As social media continues to gain importance in the world of politics, we realized that the massive trove of data available online holds the potential to provide meaningful analysis of opinions on legislation.
What it does
Our program analyzes bills to identify keywords, then pulls and analyzes Tweets from a variety of important political figures, and feeds the resulting data into a trained neural network that outputs a confidence measure in the strength of the bill.
How we built it
Using a variety of scraping and parsing tools, we identified the handles of politically-important Twitter users. Then, we experimented with Twitter's API and Microsoft Azure to pull Tweets and filter out irrelevant ones by keyword. Finally, we processed the Tweets from each user with Python's Natural Language Toolkit and used TensorFlow to create and train a neural network that takes in the output from the Toolkit.
Challenges we ran into
Time and time again, we were faced with scalability challenges, as we pull and analyze hundreds of thousands of Tweets. Although we were often held back by API rate limits, we managed to optimize our code to produce analysis capable of updating in real-time.

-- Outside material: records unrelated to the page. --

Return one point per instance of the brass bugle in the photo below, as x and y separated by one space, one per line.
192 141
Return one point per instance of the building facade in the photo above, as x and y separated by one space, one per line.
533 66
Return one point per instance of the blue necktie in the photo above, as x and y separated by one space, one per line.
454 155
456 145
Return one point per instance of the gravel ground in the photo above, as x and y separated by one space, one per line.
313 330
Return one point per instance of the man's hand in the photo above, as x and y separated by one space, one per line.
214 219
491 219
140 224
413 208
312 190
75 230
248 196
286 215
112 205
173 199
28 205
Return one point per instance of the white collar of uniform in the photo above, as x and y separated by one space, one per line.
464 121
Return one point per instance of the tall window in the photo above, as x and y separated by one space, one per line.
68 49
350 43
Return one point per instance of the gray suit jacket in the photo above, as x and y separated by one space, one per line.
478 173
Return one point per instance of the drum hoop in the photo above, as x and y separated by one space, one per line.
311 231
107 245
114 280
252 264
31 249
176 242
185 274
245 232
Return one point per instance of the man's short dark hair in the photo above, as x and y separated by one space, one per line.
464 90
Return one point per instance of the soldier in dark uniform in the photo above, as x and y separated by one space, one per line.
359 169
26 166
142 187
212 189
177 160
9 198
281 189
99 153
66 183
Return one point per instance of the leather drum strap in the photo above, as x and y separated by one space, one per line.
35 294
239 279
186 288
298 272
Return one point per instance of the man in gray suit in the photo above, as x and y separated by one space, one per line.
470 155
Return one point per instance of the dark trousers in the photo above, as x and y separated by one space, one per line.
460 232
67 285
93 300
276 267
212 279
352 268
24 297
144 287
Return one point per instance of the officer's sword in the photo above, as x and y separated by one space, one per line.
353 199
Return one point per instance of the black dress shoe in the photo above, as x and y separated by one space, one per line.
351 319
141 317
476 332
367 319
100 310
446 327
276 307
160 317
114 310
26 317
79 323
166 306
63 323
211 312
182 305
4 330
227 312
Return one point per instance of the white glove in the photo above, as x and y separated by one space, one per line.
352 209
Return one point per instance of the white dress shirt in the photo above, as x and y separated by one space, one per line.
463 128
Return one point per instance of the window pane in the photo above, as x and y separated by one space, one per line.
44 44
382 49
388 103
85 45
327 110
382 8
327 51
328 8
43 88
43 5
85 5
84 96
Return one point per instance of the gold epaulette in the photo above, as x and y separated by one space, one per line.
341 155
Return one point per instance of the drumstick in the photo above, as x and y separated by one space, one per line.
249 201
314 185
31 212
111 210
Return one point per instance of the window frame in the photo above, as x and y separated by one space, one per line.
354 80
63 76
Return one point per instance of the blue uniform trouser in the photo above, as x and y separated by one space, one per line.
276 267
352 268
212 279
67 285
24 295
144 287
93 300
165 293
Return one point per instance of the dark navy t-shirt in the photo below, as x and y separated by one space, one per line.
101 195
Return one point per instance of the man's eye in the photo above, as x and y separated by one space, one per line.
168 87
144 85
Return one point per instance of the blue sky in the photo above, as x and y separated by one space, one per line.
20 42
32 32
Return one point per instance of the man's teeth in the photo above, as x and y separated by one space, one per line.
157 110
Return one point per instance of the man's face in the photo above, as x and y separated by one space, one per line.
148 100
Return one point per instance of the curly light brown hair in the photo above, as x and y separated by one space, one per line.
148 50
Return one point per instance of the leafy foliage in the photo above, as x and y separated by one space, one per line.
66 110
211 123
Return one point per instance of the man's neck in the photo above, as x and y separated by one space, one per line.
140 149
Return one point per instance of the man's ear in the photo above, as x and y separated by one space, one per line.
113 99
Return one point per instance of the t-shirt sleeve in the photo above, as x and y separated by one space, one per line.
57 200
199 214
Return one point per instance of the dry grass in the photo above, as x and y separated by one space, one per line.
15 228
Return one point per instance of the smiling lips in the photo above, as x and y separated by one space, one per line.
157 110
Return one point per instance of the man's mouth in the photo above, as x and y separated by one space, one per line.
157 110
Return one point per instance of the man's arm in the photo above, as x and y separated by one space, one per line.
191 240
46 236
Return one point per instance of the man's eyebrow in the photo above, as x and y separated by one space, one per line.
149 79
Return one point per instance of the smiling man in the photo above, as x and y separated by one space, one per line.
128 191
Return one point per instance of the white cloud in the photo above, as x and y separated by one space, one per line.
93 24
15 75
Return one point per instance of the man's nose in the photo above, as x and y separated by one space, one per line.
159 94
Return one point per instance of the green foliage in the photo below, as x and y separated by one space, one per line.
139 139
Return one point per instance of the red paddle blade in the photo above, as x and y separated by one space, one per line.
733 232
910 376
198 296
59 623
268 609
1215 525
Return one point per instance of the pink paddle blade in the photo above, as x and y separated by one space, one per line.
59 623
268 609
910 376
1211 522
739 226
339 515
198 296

Accomplishments that we're proud of
With just a little prior experience in ML and none with Twitter, we were able to design, code, and train two neural networks, and identify the most important Tweets.
What we learned
We definitely learned that it's important to optimize code early on, because problems with scale can become almost impossible to solve otherwise.
What's next for PredictaBill
We hope to gather more data to train a more advanced, accurate neural network, and continue to optimize some of our code that limits our ability to parse data at speed, eventually providing a valuable, new analysis for the political sphere.